Da rilevare che nel camoscio come in tutti gli altri Bovidi le “corna” sono formazioni conico-cilindriche permanenti, presenti in entrambi i sessi, le quali si sviluppano oblique all’indietro, per proliferazione delle ossa frontali del cranio: queste strutture ossee risultano, al confronto, evidentemente più grandi nella sottospecie ornata rispetto alla sottospecie rupicapra diffusa nelle Alpi. Essendo delle vere e proprie ossa, le corna, presentano quindi collegamenti sanguigni con il cranio e si accrescono col tempo, soprattutto in età giovanile. Nei Cervidi come il capriolo e il cervo stesso sono presenti delle strutture cheratinose, a caduta annua, esclusivamente nei maschi, chiamate “palchi”.

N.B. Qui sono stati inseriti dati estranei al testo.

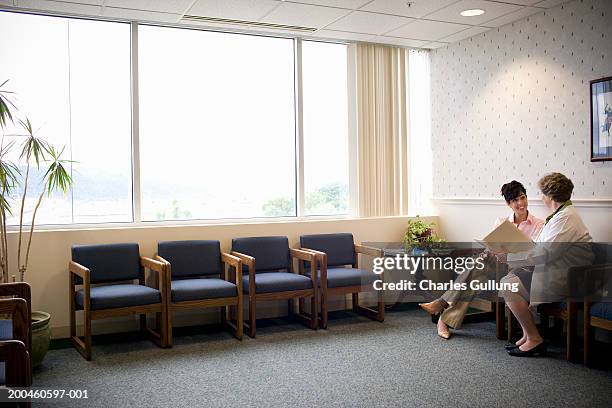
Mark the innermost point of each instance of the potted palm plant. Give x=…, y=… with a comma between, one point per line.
x=34, y=152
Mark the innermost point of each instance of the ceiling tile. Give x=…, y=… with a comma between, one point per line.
x=139, y=15
x=434, y=45
x=550, y=3
x=247, y=10
x=61, y=7
x=403, y=42
x=400, y=7
x=174, y=6
x=341, y=35
x=461, y=35
x=304, y=15
x=492, y=10
x=349, y=4
x=369, y=23
x=511, y=17
x=428, y=30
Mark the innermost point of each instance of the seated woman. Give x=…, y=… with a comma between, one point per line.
x=454, y=303
x=562, y=243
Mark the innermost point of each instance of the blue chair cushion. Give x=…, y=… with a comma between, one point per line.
x=6, y=329
x=340, y=248
x=114, y=296
x=342, y=277
x=602, y=310
x=109, y=262
x=199, y=289
x=270, y=253
x=277, y=282
x=192, y=258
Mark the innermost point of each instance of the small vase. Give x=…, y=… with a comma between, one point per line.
x=41, y=336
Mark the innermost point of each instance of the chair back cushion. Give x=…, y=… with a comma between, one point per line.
x=109, y=262
x=270, y=253
x=192, y=258
x=340, y=248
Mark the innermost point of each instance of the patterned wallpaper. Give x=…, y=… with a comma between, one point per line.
x=513, y=103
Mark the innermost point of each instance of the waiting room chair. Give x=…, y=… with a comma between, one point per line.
x=338, y=265
x=15, y=335
x=115, y=267
x=269, y=262
x=197, y=278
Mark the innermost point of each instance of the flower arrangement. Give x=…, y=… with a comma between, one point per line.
x=420, y=233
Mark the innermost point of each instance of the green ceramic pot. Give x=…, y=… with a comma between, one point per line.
x=41, y=336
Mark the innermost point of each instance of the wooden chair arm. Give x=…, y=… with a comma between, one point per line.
x=361, y=249
x=18, y=371
x=302, y=255
x=320, y=254
x=20, y=316
x=17, y=289
x=79, y=270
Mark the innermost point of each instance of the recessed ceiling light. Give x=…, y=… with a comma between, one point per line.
x=472, y=12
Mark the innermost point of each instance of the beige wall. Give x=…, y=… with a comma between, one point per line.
x=48, y=273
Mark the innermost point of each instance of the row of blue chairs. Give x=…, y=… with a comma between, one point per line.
x=197, y=274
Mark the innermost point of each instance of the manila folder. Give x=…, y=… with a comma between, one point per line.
x=507, y=238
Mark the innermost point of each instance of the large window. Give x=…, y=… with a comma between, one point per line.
x=324, y=68
x=217, y=127
x=71, y=79
x=217, y=131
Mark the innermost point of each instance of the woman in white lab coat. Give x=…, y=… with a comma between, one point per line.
x=562, y=243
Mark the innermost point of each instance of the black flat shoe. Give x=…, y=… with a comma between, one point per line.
x=540, y=350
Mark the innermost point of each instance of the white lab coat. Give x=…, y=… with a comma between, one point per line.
x=562, y=243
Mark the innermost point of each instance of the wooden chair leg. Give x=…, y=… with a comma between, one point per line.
x=87, y=317
x=223, y=315
x=252, y=317
x=169, y=338
x=587, y=333
x=500, y=328
x=324, y=309
x=239, y=319
x=314, y=312
x=290, y=307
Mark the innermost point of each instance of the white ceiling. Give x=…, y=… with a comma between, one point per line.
x=410, y=23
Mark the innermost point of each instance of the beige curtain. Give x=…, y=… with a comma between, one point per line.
x=382, y=134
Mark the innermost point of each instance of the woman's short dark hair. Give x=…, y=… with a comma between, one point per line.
x=512, y=190
x=556, y=186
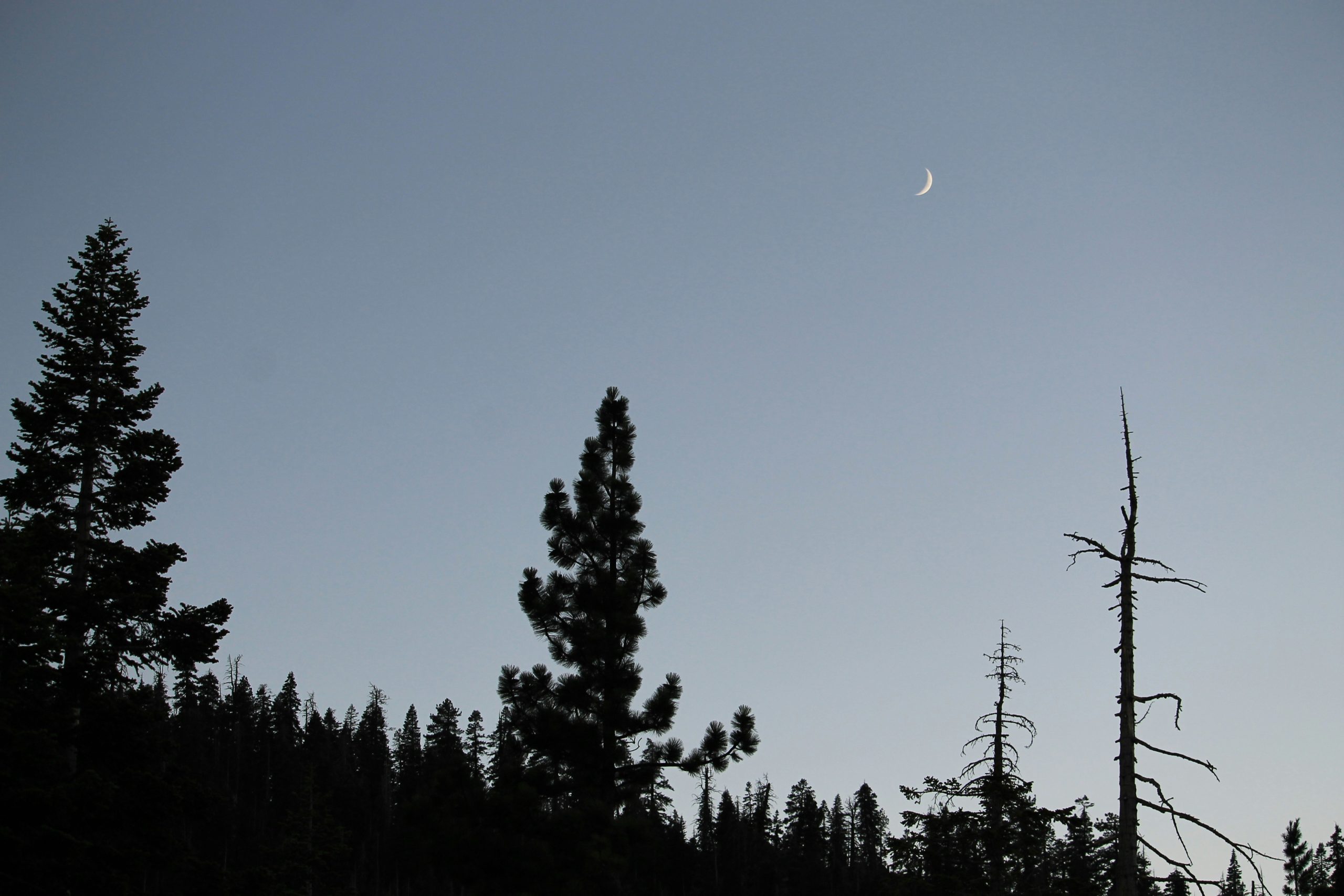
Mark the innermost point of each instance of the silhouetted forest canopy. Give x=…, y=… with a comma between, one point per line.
x=127, y=769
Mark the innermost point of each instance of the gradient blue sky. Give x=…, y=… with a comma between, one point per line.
x=397, y=251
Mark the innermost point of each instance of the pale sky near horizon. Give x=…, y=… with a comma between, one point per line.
x=397, y=253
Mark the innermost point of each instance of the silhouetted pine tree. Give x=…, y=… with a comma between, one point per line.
x=1297, y=861
x=1233, y=883
x=87, y=469
x=581, y=727
x=1336, y=853
x=476, y=746
x=82, y=613
x=870, y=830
x=804, y=841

Poiché la crescita delle corna avviene in modo omogeneo nei diversi individui, è stato sviluppato un metodo per la stima dell’età basato sul rapporto tra l’altezza del corno e la lunghezza dell’orecchio dell’individuo in oggetto d’esame; in questo modo si possono suddividere gli individui in classi di età: dai più giovani (Kid) fino alla quinta classe di età, quella degli individui più vecchi. Il Camoscio appenninico è un animale sociale che vive in gruppo: le femmine di tutte le età e maschi fino ai 2-3 anni frequentano le praterie d’altitudine da luglio a dicembre, mentre nel resto dell’anno scendono in aree boscate meno esposte alle intemperie e più ripide, suddividendosi in gruppi meno numerosi. I giovani maschi tra i 3 e 7-9 anni si allontanano dalle femmine disperdendosi e conducendo vita nomade; i maschi adulti di età superiore a 8 anni vivono solitari e frequentano le aree boscate tutto l’anno, eccetto che durante il periodo riproduttivo quando raggiungono le femmine nelle praterie d’altitudine e competendo con altri maschi per la dominanza su un harem di femmine. Il periodo riproduttivo ricade nei mesi di novembre e dicembre; l’unico piccolo di ogni parto nasce dopo 25-27 settimane di gestazione, tra la prima decade di maggio e l’ultima di giugno, con un picco di natalità verso il 15-20 maggio. Il parto avviene in aree con acclività molto elevate e dove le femmine gravide si isolano per partorire indisturbate.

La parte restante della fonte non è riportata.